I mean, that was another reason I wanted to write this book and why I wanted to take this on is I do believe that right now we are at this next transformational technological shift. We lived it, I lived it, you lived it through the smartphone. We lived it even before that through the beginning of the internet.
And I say in the introduction of the book, imagine in 1995, somebody taps you on the shoulder and says, actually in a few years, you are going to shop, you're gonna buy your pants on something called the internet.
You're going to buy your pants on your phone.

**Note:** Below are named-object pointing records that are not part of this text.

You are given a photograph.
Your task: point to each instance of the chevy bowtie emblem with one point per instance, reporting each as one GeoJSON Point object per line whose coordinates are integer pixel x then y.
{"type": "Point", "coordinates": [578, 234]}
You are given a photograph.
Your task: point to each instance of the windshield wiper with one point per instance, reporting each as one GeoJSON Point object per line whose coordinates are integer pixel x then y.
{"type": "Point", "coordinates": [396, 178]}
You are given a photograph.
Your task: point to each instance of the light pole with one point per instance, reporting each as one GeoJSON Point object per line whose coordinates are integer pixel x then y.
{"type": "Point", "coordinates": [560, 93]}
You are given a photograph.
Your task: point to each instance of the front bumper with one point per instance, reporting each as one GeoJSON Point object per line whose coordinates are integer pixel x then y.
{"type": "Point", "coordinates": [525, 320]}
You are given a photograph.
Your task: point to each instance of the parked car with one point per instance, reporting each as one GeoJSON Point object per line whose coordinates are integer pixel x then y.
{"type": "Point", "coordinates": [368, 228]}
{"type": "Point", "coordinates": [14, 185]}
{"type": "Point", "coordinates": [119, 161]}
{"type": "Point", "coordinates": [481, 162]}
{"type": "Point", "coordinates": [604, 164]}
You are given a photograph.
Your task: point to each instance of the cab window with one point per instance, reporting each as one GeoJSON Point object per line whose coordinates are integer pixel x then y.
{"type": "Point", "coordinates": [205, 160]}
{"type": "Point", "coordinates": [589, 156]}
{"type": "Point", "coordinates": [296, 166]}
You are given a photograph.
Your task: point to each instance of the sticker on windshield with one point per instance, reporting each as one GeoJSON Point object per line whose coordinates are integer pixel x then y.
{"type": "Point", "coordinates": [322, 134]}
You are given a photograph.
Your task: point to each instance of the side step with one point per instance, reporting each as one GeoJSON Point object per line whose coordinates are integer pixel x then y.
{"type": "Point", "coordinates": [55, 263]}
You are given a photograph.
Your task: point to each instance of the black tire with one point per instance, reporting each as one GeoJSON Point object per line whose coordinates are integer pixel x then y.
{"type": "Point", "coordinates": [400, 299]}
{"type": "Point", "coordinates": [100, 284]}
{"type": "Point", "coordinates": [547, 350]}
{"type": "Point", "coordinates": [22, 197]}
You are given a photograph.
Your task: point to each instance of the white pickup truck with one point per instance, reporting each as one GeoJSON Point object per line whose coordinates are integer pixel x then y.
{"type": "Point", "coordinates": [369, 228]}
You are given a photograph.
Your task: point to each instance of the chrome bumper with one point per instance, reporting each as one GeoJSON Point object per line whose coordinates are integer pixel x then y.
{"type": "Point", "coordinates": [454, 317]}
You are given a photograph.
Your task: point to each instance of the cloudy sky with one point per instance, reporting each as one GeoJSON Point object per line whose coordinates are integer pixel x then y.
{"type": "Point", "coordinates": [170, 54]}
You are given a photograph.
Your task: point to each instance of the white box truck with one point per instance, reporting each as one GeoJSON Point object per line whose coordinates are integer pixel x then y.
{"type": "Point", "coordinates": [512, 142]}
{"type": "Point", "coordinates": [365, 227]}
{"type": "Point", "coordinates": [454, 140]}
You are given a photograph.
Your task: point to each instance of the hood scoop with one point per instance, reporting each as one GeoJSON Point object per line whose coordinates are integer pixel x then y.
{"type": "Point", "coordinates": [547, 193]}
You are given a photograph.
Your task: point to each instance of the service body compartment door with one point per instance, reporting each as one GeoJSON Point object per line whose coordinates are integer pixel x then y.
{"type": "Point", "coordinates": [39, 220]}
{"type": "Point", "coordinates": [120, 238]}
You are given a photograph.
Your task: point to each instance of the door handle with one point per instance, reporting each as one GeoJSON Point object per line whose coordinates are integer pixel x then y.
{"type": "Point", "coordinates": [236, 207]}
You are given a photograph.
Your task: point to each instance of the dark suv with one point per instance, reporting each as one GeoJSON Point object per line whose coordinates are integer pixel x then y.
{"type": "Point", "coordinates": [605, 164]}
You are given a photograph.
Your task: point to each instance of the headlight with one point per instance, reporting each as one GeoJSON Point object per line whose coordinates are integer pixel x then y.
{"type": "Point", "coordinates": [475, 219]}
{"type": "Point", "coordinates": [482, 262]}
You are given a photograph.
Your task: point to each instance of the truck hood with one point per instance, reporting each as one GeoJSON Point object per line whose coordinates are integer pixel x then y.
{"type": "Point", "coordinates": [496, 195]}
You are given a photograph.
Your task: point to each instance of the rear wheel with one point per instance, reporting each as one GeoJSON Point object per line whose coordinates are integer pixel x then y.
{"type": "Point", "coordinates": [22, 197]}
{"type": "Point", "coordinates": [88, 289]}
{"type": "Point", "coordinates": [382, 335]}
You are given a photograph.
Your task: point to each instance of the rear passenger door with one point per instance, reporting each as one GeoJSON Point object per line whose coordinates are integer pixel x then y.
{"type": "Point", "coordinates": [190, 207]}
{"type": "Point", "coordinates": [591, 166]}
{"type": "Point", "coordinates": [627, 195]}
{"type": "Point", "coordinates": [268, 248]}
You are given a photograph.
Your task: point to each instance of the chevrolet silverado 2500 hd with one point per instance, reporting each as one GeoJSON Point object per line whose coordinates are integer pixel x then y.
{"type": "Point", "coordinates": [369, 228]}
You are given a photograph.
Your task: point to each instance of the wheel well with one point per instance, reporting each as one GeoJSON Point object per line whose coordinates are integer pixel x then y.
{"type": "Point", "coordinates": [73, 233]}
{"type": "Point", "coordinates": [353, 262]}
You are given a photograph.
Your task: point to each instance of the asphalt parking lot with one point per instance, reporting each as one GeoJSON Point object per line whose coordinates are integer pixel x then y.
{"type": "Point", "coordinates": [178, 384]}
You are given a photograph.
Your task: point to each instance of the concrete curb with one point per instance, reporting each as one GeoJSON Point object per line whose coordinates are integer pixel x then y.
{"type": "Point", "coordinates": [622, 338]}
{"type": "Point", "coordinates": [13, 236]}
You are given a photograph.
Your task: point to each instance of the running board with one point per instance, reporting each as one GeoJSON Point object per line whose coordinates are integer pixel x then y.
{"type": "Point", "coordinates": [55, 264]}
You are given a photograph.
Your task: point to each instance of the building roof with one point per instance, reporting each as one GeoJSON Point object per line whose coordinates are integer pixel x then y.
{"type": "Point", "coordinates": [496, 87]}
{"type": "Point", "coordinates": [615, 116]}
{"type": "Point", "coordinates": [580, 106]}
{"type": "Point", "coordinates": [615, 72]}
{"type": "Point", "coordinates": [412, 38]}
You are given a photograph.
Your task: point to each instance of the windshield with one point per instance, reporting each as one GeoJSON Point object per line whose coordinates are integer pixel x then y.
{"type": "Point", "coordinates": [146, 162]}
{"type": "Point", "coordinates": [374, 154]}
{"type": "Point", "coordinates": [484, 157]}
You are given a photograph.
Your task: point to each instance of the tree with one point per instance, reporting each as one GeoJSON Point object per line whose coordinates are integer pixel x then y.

You're going to buy pants on a phone. And they're going to be like, what are you talking about, right? You're going to get maps that way. You're going to only communicate through this, through text and a thing called emojis. Like, this whole idea would have been crazy.
And I wanted to know, is this that moment for AI, where we look back at this moment and we say, actually, machines are going to do everything. They're going to drive you around. They're going to do your dishes in your house. They are going to be your assistant at work. In fact, you're not even going to have coworkers, because they're just going to be working with all these AI agents.